JD Salinger took reclusiveness to the point where it became pretentious and tiresome; he almost became more renowned for his determined invisibility than for his literary output. Maybe this is because he never actually wrote much – it would be possible to read the complete works in a couple of days. As well as refusing to give interviews, correspond or even make a physical appearance of any sort, he refused flatly to allow anyone to adapt his stories in any way, even taking legal action in 2009 against a Swede who produced some sort of sequel to his most famous book, Catcher in the Rye.
Now he has died, will they make a movie of Catcher in the Rye? And what would Hollywood do with such a classic? They could create an unashamed nostalgia-fest aimed at the 40-70 (or whatever) demographic brought up on the thing. But the studios will no doubt seek a bigger market. Update it so the action takes place in 2010 rather than around 1950, so you don’t creep out today’s youth audience with weird-looking cars and hairstyles. Make sure Holden Caulfield (played by Daniel ‘Harry Potter’ Radcliff, or maybe Brad Pitt) actually has sex with the hooker (Paris Hilton) in the seedy hotel. Tweak the plot so, strolling through Times Square, he helps George Clooney thwart a Muslim terrorist attack, personally shooting five of the would-be bombers with a half-inch caliber machine gun he holds in one hand. On his way to visit his old teacher, the terrorists’ accomplices come out to get him, and in the resulting 20-minute high-speed chase with amazing special effects, 96 vehicles and seven buildings are blown up. Then the aliens land. Soundtrack by Eminem or Beyonce*.

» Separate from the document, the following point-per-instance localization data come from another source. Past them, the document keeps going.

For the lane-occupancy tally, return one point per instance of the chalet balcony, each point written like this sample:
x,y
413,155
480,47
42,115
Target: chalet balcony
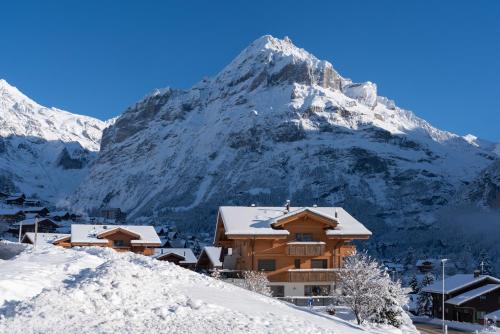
x,y
312,275
305,248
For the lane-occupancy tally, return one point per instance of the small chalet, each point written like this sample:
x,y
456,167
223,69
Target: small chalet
x,y
11,215
467,298
493,318
41,211
15,199
299,248
45,238
122,238
427,265
209,259
32,202
183,257
45,225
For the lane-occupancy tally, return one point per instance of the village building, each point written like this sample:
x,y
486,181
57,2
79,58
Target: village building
x,y
41,211
115,214
45,225
15,199
467,297
183,257
492,318
299,248
209,259
32,202
132,238
44,238
11,215
427,265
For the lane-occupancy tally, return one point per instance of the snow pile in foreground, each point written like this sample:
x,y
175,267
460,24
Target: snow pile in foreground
x,y
128,293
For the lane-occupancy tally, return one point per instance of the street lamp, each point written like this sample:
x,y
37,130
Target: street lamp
x,y
443,261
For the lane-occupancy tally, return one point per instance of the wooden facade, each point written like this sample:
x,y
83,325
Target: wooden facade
x,y
306,254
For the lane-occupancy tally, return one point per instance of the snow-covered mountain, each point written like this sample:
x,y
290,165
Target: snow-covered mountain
x,y
277,123
43,151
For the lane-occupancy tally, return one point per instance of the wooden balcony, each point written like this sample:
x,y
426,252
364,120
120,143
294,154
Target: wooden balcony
x,y
311,248
312,275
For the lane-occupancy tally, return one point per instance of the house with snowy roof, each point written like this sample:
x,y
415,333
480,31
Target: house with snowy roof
x,y
44,238
15,199
299,248
45,225
11,215
209,259
140,239
467,297
183,257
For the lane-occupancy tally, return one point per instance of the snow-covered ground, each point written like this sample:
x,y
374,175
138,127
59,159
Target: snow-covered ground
x,y
56,290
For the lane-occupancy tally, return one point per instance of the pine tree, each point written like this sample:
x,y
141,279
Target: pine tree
x,y
370,293
424,299
414,284
484,263
256,281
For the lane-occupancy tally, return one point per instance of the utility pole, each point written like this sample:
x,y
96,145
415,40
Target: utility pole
x,y
20,230
445,329
36,231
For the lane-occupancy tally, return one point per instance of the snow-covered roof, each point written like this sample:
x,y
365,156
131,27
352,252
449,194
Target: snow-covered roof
x,y
87,233
46,238
213,254
9,212
466,296
427,261
35,209
32,221
456,282
493,315
253,220
186,253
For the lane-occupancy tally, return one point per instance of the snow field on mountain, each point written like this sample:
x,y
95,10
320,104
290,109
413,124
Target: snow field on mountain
x,y
127,293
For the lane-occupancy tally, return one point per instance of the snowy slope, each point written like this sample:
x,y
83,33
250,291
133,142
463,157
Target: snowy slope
x,y
43,151
277,123
128,293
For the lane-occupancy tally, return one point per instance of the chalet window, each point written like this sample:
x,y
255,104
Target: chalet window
x,y
277,290
303,236
266,265
316,290
319,264
118,243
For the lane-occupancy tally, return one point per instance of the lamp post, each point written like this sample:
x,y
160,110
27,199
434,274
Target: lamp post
x,y
443,261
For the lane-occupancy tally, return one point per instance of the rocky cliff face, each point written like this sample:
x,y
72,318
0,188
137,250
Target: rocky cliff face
x,y
277,124
43,151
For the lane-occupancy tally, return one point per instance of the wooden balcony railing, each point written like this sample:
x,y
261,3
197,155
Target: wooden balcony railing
x,y
298,248
312,275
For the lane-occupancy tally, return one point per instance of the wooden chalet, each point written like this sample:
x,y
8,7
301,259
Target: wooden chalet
x,y
122,238
299,248
11,215
15,199
45,238
41,211
45,225
467,298
209,259
183,257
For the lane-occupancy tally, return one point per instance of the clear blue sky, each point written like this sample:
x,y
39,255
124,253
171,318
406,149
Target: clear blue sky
x,y
440,59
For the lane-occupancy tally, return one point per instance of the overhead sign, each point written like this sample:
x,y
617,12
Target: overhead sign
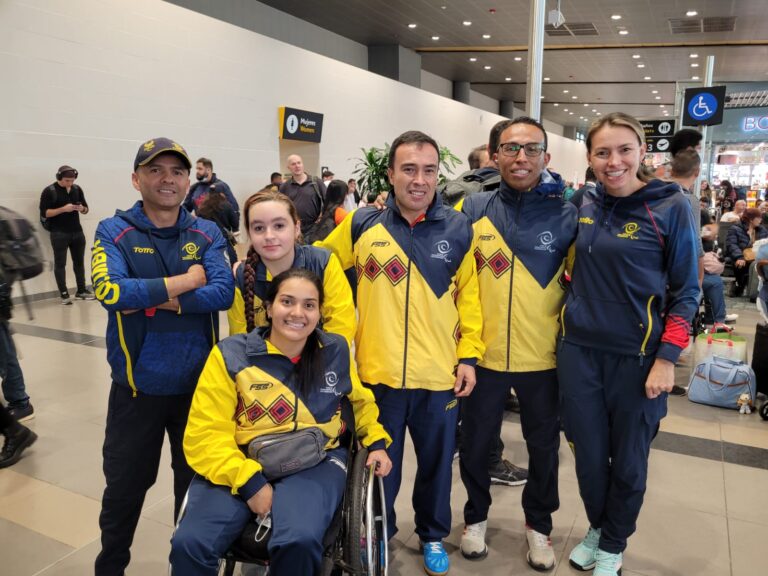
x,y
658,134
704,106
300,124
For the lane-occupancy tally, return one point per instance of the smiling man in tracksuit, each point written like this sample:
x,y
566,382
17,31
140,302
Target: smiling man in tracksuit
x,y
163,276
523,232
418,337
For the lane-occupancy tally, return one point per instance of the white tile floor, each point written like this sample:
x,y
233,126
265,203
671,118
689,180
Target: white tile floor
x,y
701,516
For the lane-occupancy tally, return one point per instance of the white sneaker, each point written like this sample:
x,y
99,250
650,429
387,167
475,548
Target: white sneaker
x,y
541,556
473,541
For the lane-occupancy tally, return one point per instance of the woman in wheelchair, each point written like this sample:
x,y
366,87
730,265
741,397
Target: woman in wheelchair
x,y
285,377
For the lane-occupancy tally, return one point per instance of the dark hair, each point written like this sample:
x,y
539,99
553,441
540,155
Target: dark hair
x,y
504,124
474,156
212,204
685,163
684,139
267,194
750,214
411,137
310,366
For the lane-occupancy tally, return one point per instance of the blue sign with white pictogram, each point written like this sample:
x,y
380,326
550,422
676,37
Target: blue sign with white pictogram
x,y
704,106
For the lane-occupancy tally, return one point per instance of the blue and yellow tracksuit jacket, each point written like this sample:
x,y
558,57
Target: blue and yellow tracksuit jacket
x,y
159,352
247,389
521,245
338,309
417,294
634,288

Why not? Catcher in the Rye grabbed teenagers because it was a larger-than-life fantasy. Holden’s rebellious antics and precocity are not credible. A teenage schoolboy picking up a prostitute, pontificating about women and death and generally acting and thinking like someone two or three times his age? Salinger created a very cool character who every 16-year-old kid would like to be (in some ways), even though it’s about as likely as having superhuman powers owing to exposure to Kryptonite.
The Glass family in Franny and Zooey, Raise High the Roof Beam, Carpenters and the other short stories similarly represented something unattainable in real life: intellectual, free-living, upper East Side Manhattan-dwelling and of course beautiful. It’s intriguingly written, great reading – and escapism.

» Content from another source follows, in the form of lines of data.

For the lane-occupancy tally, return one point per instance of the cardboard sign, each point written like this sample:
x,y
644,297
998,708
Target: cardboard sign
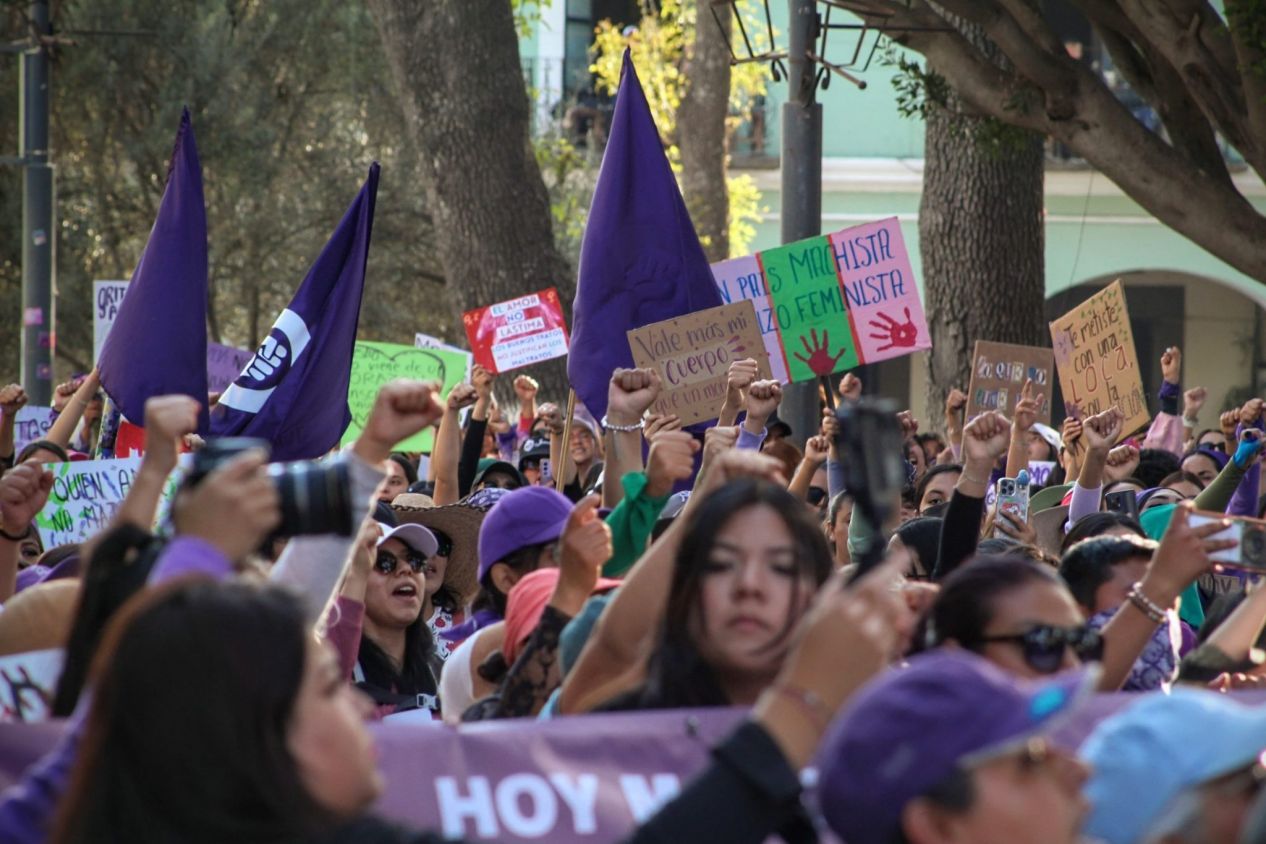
x,y
1094,351
832,301
106,297
693,354
376,363
28,682
224,363
32,423
84,499
998,373
741,279
517,333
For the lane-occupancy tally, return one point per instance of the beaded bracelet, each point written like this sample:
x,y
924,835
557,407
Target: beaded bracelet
x,y
1146,605
622,429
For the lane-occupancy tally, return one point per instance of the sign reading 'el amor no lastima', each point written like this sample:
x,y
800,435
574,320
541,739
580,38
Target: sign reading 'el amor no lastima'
x,y
832,303
693,354
1094,351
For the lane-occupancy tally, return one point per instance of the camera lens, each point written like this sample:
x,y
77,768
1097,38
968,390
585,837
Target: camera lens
x,y
315,497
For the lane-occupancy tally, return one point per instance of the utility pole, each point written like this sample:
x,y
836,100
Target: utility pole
x,y
802,180
38,234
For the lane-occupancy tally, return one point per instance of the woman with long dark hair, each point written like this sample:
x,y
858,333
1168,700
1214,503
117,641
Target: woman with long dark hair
x,y
751,558
381,633
217,718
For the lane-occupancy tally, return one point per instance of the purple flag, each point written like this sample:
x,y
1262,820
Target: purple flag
x,y
639,261
294,390
157,344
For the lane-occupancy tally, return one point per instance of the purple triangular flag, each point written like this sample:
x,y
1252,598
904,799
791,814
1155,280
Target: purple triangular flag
x,y
641,261
294,391
157,344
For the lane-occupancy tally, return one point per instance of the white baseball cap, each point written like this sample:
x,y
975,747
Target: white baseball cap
x,y
415,537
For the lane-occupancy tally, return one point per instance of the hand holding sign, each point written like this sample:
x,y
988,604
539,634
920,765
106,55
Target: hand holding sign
x,y
1027,408
1102,430
13,399
896,334
819,359
1171,365
461,396
23,492
762,400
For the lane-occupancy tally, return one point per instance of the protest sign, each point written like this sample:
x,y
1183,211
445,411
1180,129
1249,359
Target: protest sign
x,y
376,363
693,354
84,499
998,372
32,423
224,363
28,682
517,333
428,342
741,279
834,301
1094,352
106,297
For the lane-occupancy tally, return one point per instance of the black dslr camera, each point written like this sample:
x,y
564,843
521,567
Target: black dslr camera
x,y
315,497
870,444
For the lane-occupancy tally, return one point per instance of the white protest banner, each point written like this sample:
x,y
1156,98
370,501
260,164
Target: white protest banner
x,y
27,685
31,424
84,499
106,297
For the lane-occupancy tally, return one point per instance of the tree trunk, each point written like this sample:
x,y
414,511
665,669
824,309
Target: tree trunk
x,y
981,237
701,132
457,72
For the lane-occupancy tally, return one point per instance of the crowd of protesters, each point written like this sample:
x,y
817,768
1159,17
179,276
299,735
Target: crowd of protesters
x,y
537,566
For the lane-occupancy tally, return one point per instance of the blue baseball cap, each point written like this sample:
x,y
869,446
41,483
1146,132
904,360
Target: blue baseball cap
x,y
1157,748
912,728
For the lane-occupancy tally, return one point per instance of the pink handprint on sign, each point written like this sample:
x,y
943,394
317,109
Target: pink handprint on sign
x,y
898,334
819,359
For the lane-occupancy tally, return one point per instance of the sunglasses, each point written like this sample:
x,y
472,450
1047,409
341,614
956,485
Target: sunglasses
x,y
1043,645
386,562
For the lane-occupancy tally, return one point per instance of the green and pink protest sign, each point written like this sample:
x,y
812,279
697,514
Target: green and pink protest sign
x,y
832,303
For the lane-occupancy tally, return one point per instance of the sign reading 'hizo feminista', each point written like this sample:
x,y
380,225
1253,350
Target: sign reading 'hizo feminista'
x,y
831,303
1094,352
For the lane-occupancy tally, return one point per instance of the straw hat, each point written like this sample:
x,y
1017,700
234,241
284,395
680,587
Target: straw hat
x,y
461,523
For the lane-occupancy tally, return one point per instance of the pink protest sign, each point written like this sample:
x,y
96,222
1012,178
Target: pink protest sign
x,y
517,333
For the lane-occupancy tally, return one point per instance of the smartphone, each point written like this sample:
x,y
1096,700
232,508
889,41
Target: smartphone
x,y
1250,535
1123,501
1013,496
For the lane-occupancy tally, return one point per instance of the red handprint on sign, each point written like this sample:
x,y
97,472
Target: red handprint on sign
x,y
819,359
899,334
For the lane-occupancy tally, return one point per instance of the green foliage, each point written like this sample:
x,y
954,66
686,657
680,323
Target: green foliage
x,y
921,90
658,48
288,123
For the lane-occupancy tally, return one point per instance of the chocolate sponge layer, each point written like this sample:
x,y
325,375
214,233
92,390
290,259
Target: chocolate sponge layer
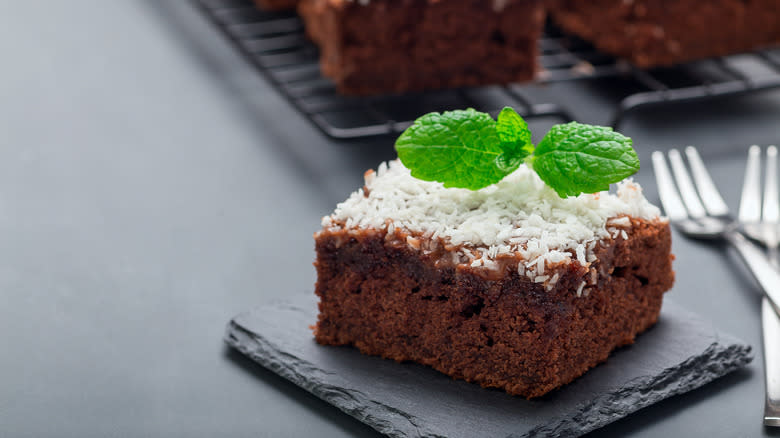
x,y
395,46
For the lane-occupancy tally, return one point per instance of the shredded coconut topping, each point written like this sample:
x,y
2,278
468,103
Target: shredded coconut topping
x,y
518,216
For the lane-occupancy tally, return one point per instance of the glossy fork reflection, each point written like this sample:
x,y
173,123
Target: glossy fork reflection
x,y
761,223
705,215
702,214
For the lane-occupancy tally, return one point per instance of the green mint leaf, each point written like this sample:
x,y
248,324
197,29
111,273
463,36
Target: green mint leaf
x,y
515,137
574,158
457,148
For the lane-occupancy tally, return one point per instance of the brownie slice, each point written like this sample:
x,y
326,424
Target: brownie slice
x,y
663,32
396,46
510,286
276,5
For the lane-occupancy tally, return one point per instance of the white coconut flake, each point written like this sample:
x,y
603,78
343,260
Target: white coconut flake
x,y
519,215
579,289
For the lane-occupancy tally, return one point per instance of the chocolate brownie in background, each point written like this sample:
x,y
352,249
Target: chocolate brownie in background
x,y
397,46
276,5
653,33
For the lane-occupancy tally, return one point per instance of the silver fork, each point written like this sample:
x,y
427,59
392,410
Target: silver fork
x,y
761,223
712,220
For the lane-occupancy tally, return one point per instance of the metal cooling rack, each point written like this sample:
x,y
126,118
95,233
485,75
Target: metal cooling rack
x,y
274,42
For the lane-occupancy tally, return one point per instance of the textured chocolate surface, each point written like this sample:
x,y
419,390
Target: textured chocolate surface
x,y
678,354
494,327
393,46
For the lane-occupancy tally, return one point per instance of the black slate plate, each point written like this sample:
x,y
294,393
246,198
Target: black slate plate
x,y
678,354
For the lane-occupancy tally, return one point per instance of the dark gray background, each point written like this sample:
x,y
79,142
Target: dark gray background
x,y
152,187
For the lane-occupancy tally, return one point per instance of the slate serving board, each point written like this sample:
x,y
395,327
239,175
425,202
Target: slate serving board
x,y
678,354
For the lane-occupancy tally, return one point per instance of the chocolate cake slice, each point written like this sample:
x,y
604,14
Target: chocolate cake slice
x,y
663,32
396,46
276,5
509,286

Maybe that is why Salinger became an ultra-hermit: he was afraid of being rumbled as, to quote his hero’s favourite insult, a phony. But how many deaths are this talked about? I am still trying to get out of the habit – caught decades ago from Buddy Glass in Raise High – of saying “he’s a chiropodist” when strangers ask what a third person does for a living.
* OK, I have never knowingly heard anything by Beyonce, so I might be doing her – I think it’s a ‘her’ – a disservice of some sort, but… it’s just such a stupid name.